Не убивайте звезды на предплечьях (СИ)
— Арс, — хрипло проскулил он, сжимая дрожащими пальцами лист. — Я получил результаты теста, который сдал анонимно месяц назад, — плакал он. — Он положительный. Я болен, Арс, — дрожал от потрясения его голос. — Я, блять, ВИЧ-инфицирован нахуй.
Перед глазами у меня начало темнеть. И я разом вспомнил всё. Все разговоры Чарльза и Оливера, свидетелем которых нечаянно стал. Передача по телевизору дома у Чарльза. Заголовки газет и поведение Эммета, когда Тод выпил из его стакана. Кусочки паззла в моей голове сложились.
Антон болен. Болен тем, что люди даже не знают, как лечить.

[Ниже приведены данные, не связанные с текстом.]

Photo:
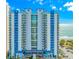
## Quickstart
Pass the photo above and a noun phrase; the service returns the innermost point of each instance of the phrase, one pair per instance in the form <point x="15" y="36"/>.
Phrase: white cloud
<point x="69" y="6"/>
<point x="65" y="37"/>
<point x="60" y="8"/>
<point x="53" y="7"/>
<point x="70" y="9"/>
<point x="65" y="25"/>
<point x="40" y="2"/>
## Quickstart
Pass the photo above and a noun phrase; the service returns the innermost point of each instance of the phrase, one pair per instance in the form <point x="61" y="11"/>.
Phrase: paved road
<point x="67" y="53"/>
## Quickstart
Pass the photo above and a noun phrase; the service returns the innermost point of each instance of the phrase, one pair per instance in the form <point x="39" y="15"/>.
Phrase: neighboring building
<point x="7" y="25"/>
<point x="33" y="35"/>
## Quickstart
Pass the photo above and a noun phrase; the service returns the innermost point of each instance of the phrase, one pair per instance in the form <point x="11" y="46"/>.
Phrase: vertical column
<point x="19" y="32"/>
<point x="28" y="29"/>
<point x="23" y="29"/>
<point x="55" y="33"/>
<point x="15" y="32"/>
<point x="52" y="31"/>
<point x="12" y="33"/>
<point x="48" y="32"/>
<point x="39" y="30"/>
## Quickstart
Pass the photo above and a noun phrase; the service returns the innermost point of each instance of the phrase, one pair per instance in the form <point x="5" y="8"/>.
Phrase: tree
<point x="62" y="42"/>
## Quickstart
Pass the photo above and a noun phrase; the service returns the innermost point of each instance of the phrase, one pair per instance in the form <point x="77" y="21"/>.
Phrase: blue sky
<point x="63" y="7"/>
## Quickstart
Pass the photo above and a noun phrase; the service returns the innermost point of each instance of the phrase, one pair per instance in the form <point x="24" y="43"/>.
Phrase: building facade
<point x="33" y="35"/>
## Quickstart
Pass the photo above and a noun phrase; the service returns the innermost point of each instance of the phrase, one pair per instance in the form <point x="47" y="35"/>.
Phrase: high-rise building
<point x="7" y="28"/>
<point x="33" y="34"/>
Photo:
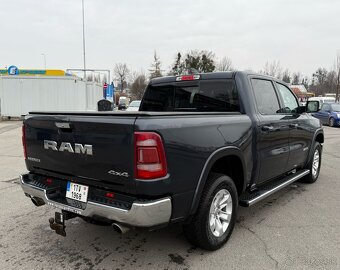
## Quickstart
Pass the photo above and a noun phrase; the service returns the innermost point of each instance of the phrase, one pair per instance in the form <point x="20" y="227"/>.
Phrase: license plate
<point x="77" y="192"/>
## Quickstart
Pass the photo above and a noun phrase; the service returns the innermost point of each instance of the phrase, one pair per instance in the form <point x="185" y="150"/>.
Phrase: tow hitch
<point x="58" y="222"/>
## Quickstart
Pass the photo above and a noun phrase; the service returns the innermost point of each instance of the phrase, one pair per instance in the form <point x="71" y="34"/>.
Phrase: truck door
<point x="300" y="135"/>
<point x="272" y="131"/>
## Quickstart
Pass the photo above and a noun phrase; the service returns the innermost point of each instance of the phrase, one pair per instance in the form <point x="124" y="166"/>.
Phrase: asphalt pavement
<point x="296" y="228"/>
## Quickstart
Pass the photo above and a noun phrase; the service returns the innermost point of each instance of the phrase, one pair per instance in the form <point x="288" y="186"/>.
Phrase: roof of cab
<point x="209" y="76"/>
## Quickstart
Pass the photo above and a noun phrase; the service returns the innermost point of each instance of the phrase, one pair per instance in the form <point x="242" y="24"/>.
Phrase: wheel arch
<point x="233" y="157"/>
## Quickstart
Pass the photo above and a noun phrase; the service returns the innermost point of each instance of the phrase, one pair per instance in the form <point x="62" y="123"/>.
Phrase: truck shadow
<point x="90" y="246"/>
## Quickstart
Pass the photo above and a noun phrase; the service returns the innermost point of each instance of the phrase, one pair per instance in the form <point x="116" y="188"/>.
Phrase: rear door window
<point x="265" y="96"/>
<point x="196" y="96"/>
<point x="290" y="103"/>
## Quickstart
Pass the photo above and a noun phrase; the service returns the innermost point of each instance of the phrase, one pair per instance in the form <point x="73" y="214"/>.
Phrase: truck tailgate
<point x="62" y="144"/>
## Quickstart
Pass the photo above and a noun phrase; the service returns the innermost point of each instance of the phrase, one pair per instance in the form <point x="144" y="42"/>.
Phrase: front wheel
<point x="314" y="165"/>
<point x="215" y="218"/>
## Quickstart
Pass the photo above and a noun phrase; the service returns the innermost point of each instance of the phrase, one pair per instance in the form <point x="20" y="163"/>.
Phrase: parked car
<point x="329" y="114"/>
<point x="123" y="103"/>
<point x="322" y="100"/>
<point x="200" y="146"/>
<point x="134" y="106"/>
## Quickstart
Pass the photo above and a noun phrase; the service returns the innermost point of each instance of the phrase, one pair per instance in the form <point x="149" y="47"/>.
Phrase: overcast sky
<point x="302" y="34"/>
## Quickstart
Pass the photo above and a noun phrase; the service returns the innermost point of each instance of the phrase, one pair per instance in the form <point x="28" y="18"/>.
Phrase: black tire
<point x="198" y="231"/>
<point x="314" y="174"/>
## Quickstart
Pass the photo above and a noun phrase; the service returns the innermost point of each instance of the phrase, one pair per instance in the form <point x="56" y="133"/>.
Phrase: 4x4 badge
<point x="123" y="174"/>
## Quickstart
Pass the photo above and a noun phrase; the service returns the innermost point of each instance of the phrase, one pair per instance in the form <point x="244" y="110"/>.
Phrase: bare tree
<point x="138" y="86"/>
<point x="121" y="73"/>
<point x="286" y="76"/>
<point x="272" y="69"/>
<point x="337" y="70"/>
<point x="225" y="64"/>
<point x="155" y="70"/>
<point x="296" y="78"/>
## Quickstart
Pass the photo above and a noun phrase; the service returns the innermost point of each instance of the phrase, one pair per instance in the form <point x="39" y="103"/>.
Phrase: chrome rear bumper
<point x="141" y="214"/>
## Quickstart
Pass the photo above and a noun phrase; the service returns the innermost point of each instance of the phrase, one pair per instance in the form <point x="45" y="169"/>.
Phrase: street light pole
<point x="84" y="39"/>
<point x="44" y="60"/>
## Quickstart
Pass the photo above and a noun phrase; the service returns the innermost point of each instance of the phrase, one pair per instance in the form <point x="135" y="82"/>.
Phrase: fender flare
<point x="219" y="153"/>
<point x="310" y="153"/>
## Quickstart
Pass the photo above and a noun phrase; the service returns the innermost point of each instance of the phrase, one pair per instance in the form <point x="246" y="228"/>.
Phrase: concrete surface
<point x="296" y="228"/>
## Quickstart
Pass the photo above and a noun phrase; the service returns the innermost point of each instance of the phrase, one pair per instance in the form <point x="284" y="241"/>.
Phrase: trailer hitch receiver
<point x="58" y="222"/>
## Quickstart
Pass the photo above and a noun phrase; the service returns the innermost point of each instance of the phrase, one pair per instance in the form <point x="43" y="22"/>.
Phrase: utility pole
<point x="44" y="59"/>
<point x="338" y="79"/>
<point x="84" y="39"/>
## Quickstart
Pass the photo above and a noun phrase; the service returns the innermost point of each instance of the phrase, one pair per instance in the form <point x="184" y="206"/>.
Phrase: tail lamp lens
<point x="150" y="161"/>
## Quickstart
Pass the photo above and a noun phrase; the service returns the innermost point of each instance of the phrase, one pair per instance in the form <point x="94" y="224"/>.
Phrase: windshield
<point x="336" y="107"/>
<point x="135" y="103"/>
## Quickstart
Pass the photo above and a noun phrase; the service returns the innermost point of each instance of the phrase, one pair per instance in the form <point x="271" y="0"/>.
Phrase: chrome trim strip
<point x="140" y="215"/>
<point x="277" y="188"/>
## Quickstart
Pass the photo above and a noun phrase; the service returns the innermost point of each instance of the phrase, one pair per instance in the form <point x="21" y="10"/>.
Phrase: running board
<point x="248" y="199"/>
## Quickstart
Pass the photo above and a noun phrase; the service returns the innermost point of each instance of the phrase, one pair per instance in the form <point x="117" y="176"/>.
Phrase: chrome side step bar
<point x="248" y="199"/>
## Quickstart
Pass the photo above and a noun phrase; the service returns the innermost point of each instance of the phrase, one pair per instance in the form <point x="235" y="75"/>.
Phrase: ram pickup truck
<point x="199" y="146"/>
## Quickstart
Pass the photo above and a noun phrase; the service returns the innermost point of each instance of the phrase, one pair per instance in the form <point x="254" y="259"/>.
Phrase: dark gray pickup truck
<point x="199" y="146"/>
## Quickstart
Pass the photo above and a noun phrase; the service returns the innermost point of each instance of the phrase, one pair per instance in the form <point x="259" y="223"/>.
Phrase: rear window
<point x="196" y="96"/>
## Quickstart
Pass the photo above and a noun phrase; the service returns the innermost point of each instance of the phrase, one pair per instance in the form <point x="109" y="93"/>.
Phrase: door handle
<point x="267" y="128"/>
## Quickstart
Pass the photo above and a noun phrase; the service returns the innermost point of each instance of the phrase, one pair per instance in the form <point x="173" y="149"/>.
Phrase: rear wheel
<point x="313" y="165"/>
<point x="215" y="218"/>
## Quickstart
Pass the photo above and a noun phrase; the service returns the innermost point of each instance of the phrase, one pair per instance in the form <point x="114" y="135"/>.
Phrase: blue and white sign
<point x="109" y="92"/>
<point x="13" y="70"/>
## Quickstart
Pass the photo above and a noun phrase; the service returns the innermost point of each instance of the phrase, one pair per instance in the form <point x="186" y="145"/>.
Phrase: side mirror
<point x="312" y="106"/>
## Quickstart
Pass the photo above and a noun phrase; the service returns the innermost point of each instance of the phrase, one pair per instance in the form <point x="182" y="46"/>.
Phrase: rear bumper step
<point x="141" y="214"/>
<point x="248" y="199"/>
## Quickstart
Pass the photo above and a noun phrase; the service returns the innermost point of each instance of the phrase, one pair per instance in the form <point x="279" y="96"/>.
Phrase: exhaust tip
<point x="37" y="201"/>
<point x="120" y="228"/>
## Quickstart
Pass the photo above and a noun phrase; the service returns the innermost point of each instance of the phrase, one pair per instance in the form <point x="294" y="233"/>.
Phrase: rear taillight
<point x="24" y="140"/>
<point x="150" y="161"/>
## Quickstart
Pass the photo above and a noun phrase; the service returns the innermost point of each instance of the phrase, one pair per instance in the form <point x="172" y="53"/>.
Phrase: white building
<point x="22" y="94"/>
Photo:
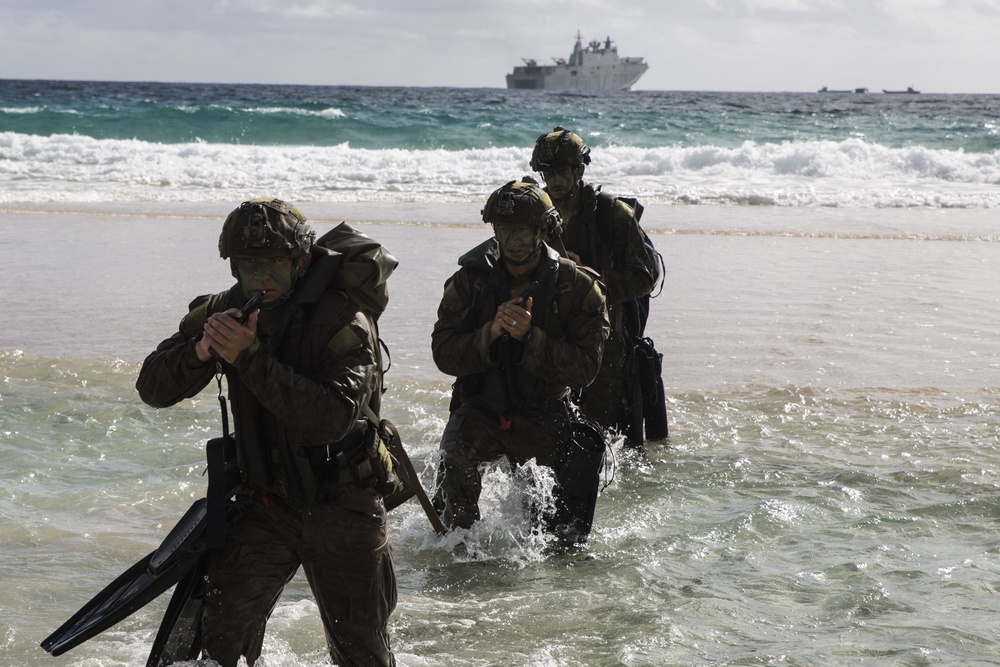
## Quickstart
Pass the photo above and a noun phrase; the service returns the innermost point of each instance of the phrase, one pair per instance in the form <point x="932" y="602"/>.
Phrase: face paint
<point x="273" y="275"/>
<point x="518" y="243"/>
<point x="560" y="182"/>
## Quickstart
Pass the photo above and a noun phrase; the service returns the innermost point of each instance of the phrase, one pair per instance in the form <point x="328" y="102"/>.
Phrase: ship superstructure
<point x="594" y="67"/>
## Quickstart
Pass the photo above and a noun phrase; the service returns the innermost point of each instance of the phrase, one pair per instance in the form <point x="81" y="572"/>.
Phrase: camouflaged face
<point x="559" y="148"/>
<point x="522" y="203"/>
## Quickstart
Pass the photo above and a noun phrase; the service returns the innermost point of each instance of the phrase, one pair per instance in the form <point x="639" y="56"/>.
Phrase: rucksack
<point x="637" y="310"/>
<point x="644" y="365"/>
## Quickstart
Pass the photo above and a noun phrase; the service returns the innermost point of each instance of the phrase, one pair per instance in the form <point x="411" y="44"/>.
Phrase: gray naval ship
<point x="596" y="67"/>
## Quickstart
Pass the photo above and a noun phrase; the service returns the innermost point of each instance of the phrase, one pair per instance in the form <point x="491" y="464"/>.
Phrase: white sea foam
<point x="851" y="173"/>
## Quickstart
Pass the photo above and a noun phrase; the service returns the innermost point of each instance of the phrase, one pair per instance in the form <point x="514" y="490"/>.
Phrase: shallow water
<point x="828" y="494"/>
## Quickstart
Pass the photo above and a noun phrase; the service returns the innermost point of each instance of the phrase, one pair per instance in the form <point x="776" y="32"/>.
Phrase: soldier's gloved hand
<point x="226" y="336"/>
<point x="512" y="317"/>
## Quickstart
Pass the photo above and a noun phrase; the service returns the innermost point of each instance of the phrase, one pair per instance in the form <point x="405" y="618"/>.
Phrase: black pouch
<point x="649" y="364"/>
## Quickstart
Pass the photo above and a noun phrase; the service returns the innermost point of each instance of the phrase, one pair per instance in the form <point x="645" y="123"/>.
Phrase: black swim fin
<point x="178" y="555"/>
<point x="179" y="636"/>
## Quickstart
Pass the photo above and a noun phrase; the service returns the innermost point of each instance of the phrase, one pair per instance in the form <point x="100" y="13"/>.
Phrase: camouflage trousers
<point x="604" y="400"/>
<point x="474" y="436"/>
<point x="345" y="554"/>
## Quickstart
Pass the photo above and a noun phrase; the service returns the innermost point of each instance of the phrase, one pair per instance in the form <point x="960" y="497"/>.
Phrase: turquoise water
<point x="829" y="492"/>
<point x="455" y="119"/>
<point x="81" y="142"/>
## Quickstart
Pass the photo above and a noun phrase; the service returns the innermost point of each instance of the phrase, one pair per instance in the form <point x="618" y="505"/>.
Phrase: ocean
<point x="828" y="494"/>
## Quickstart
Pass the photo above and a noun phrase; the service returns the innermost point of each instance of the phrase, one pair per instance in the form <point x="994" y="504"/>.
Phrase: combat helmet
<point x="265" y="227"/>
<point x="522" y="203"/>
<point x="559" y="148"/>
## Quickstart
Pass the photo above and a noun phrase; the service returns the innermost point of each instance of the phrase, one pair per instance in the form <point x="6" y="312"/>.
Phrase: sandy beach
<point x="827" y="495"/>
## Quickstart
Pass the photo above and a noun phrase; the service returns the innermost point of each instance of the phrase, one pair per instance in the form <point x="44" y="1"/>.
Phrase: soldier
<point x="601" y="232"/>
<point x="519" y="326"/>
<point x="299" y="372"/>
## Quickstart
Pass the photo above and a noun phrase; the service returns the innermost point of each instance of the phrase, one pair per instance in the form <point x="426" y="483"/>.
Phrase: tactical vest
<point x="505" y="387"/>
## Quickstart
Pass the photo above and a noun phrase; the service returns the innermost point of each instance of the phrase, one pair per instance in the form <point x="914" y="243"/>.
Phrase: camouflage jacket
<point x="302" y="384"/>
<point x="569" y="327"/>
<point x="613" y="247"/>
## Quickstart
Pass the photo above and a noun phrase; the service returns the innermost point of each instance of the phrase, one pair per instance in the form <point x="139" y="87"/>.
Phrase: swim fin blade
<point x="178" y="555"/>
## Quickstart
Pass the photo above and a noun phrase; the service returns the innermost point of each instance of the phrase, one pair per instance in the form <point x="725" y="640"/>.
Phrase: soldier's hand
<point x="226" y="336"/>
<point x="512" y="317"/>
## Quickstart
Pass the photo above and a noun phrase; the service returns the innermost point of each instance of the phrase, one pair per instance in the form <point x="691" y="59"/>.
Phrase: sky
<point x="942" y="46"/>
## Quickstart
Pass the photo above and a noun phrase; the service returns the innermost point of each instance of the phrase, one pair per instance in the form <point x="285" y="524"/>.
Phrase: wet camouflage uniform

Сердце заколотилось в грудной клетке так сильно, что у меня начали болеть ребра. Я даже не мог объяснить, что чувствую. Я просто держал в голове лишь одну мысль: я не смогу никогда его оставить. Я останусь с ним навсегда.
Нужно было лишь сломать оковы. Я сорвался с места.
— Арс, не уходи! — кричал Антон. — Останься, ты нужен мне! Ты нужен мне сейчас, пожалуйста!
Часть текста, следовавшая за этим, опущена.